What This Workflow Is Not
This is not "AI doing the research." The pipeline uses AI to accelerate the parts of qualitative analysis that are mechanical (transcript cleanup, passage retrieval, draft generation) while keeping the parts that require judgment (coding decisions, theme definitions, analytical framing, editorial control) firmly with the researcher. Every theme, every code, every published finding goes through human review and approval.
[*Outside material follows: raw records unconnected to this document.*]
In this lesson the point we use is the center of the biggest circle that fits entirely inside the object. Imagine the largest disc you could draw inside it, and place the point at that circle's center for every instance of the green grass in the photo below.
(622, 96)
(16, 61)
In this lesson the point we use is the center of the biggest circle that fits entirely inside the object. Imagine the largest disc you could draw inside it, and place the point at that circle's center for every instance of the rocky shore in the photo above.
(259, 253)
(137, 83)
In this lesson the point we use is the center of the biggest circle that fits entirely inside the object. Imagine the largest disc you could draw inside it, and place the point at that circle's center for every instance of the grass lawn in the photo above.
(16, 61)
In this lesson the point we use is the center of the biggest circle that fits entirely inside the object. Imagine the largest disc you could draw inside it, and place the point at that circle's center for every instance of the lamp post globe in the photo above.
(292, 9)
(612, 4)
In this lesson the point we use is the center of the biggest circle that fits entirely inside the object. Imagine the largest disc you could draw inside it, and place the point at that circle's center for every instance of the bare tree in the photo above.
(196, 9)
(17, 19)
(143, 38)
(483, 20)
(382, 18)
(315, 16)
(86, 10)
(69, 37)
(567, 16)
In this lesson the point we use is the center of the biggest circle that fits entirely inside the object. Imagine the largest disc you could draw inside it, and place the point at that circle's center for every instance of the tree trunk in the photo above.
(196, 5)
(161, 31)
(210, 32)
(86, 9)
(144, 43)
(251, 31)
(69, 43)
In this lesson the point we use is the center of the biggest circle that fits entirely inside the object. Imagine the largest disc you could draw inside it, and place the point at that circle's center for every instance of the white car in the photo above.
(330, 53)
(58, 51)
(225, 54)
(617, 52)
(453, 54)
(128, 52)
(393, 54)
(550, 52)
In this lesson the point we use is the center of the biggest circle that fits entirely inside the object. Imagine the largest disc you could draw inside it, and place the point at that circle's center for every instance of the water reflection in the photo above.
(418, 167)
It is also not a fixed system. This is v1 of the workflow, and I'm refining it as I go. The skill definitions, the codebook structure, the publishing format, the multi-AI triangulation step: all of these are evolving based on what I learn from running sessions. Part of the value of documenting this workflow publicly is to show that these methods are accessible, adaptable, and worth experimenting with.
Tools
The pipeline runs in Claude Cowork using three custom skills built on top of Claude (Opus 4). The multi-AI triangulation step uses Claude, Gemini, and ChatGPT. The site itself is a static Next.js app. Session content is stored as MDX files. The codebook is YAML. There is no database, no CMS, and no server-side processing. Everything is files on disk.
Version History
v1 (April 16, 2026): Initial documentation of the analysis workflow. Describes the multi-AI triangulation approach, the three-stage Cowork pipeline (processing, coding, publishing), and the researcher's role at each stage.